Additionally, markers for vitamin K status were measured. Circulating dp-ucMGP levels were determined in EDTA plasma, using the commercially available IVD CE marked chemiluminescent InaKif MGP assay on the IDS-iSYS system (IDS, Boldon, UK). The within-run and total precision of this assay were 0.8–6.2% and 3.0–8.2%, respectively. The assay measuring range is between 300–12,000 pmol/L and was found to be linear up to 11,651 pmol/L. Circulating PIVKA-II (ucFII), or protein induced by vitamin K absence/antagonism II, levels were measured using a conformation-specific monoclonal antibody in an ELISA-based assay [19]. Results were expressed as arbitrary units per liter (AU/l), because in states of vitamin K deficiency circulating ucFII may comprise multiple forms of partially carboxylated FII and neither their relative abundance in serum nor their relative affinity for the antibody is known. Using electrophoretic techniques 1 AU is equivalent to 1 μg of purified ucFII [20]. The detection limit was 0.25 AU/ml ucFII in serum.
Statistical analyses
Baseline characteristics were presented as means with standard deviations (SD) or medians with interquartile ranges (IQR) (in case of non-normally distributed variables) for continuous variables or proportions with number of cases for categorical variables, for SMART and DCS separately. Baseline variables were complete for 95% of the study population. Additionally, baseline characteristics were calculated according to the categories of femoral and crural calcification. Absolute level of agreement between the femoral and crural scores were calculated using a formula described by De Vet et al [21]. This formula was used since we wanted to estimate the absolute level of agreement rather than the relative measure, like the Cohen’s Kappa.

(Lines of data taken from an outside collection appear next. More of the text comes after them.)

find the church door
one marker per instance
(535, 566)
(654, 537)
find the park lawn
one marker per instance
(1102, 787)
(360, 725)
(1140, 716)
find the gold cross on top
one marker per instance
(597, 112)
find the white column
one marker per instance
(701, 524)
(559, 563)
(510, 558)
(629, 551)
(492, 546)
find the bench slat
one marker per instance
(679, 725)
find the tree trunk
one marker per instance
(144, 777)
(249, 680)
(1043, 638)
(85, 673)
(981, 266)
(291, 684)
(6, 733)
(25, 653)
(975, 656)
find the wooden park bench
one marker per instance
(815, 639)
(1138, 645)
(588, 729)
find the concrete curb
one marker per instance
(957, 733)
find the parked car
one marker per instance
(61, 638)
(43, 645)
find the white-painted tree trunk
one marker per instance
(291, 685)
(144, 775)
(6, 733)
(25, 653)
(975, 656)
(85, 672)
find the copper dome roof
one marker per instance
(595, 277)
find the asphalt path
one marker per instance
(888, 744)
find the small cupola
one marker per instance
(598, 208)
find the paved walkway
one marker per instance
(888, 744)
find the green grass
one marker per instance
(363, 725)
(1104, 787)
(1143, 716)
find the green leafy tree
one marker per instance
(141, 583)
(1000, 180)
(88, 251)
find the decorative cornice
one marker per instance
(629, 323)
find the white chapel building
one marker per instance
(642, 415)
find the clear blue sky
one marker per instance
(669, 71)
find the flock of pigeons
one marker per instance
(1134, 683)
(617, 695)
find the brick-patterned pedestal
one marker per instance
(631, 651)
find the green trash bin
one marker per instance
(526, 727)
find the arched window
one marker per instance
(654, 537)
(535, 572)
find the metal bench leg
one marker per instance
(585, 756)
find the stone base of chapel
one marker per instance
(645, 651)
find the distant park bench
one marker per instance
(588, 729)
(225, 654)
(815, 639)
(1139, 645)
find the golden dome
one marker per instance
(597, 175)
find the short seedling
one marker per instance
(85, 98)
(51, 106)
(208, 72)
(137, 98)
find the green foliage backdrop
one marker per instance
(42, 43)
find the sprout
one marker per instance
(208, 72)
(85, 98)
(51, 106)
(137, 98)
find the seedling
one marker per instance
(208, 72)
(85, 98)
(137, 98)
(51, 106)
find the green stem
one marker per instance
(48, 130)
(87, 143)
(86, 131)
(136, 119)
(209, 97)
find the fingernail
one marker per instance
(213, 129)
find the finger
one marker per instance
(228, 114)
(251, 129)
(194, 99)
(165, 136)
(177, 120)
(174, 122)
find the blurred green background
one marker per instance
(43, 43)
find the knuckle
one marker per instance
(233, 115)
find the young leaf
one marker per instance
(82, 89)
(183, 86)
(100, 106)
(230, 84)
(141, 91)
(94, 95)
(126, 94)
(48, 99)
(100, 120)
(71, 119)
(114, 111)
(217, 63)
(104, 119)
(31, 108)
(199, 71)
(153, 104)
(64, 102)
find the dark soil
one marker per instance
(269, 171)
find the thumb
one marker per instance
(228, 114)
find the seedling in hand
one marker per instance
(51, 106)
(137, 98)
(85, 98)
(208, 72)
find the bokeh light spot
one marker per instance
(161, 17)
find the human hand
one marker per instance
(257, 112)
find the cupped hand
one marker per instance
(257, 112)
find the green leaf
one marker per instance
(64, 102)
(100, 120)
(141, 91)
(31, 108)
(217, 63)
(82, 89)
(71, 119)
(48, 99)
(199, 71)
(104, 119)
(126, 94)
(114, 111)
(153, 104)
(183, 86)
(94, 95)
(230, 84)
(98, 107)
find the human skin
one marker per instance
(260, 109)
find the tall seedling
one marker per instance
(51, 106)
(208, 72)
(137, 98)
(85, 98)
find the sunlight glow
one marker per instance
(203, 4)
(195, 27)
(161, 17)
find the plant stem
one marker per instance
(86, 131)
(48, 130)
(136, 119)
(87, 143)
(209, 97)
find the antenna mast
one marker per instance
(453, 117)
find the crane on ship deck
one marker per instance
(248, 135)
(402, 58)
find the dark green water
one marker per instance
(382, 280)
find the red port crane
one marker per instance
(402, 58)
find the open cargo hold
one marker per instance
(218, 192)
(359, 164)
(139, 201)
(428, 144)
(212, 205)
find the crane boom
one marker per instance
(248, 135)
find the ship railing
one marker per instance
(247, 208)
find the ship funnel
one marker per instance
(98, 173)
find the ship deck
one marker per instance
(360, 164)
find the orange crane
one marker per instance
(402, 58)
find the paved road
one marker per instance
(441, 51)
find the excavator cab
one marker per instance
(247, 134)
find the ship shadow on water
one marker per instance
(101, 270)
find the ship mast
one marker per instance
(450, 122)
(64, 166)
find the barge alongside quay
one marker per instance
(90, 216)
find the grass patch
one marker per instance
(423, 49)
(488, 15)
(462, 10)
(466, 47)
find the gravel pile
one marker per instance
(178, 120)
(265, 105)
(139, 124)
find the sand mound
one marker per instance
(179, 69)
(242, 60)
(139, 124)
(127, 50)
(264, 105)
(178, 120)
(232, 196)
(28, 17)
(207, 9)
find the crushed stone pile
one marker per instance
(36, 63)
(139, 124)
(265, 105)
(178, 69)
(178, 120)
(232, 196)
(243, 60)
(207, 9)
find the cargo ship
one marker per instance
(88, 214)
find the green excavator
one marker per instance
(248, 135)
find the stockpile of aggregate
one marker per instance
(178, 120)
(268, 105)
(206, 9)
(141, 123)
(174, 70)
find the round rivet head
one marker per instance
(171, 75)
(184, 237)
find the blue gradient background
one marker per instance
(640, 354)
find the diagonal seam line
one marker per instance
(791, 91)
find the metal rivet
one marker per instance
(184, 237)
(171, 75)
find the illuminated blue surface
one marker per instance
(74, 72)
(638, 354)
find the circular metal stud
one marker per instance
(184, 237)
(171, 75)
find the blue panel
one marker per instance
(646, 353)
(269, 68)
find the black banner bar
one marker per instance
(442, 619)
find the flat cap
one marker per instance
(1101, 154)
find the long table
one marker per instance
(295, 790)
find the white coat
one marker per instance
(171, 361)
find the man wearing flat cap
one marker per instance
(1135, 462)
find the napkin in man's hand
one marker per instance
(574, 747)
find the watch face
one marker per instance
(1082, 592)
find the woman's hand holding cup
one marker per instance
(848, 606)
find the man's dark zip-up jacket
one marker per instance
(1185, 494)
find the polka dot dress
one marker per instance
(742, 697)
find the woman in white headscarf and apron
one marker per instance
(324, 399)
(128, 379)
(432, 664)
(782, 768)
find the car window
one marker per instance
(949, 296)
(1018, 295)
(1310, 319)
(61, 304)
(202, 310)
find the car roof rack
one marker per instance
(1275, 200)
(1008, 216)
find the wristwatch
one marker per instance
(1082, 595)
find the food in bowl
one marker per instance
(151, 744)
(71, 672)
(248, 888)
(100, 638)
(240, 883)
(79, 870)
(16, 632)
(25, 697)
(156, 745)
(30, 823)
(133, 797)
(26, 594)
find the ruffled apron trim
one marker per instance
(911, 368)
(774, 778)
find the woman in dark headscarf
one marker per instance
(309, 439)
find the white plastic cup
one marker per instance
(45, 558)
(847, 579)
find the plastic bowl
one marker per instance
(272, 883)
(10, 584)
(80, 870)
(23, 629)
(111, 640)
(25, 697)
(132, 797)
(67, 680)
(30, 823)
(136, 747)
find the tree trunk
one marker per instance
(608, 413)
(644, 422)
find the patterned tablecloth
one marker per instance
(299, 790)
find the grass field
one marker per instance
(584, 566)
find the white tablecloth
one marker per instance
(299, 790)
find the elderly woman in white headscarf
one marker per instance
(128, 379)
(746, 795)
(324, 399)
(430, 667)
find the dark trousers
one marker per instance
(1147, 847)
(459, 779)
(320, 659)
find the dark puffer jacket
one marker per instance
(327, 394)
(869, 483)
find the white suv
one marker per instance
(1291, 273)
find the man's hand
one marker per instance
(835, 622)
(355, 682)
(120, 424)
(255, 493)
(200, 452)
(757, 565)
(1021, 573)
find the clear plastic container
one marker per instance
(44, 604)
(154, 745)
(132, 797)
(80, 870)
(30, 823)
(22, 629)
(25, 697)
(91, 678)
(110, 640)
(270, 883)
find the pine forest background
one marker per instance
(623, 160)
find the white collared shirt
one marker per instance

Risk factors for the different types of calcification were assessed, using multinomial logistic regression analyses, adjusted for age and sex and analyzed in strata of cohort. Presence of diabetes and pack years was assessed in the SMART cohort only. We assessed the risk of predominant IAC, predominant MAC and indistinguishable calcification with no calcification as reference category. To assess whether risk factors for predominant MAC differed from predominant IAC, we additionally performed logistic regression analyses, using MAC as outcome measurement with IAC as reference category, adjusted for age and sex and analyzed in strata of cohort. In sensitivity analyses, we investigated whether our results were robust to the proposed cutoff of 7 for determination of medial calcification by analyzing the data using a cutoff of 6 and 8 for medial calcification in the femoral artery.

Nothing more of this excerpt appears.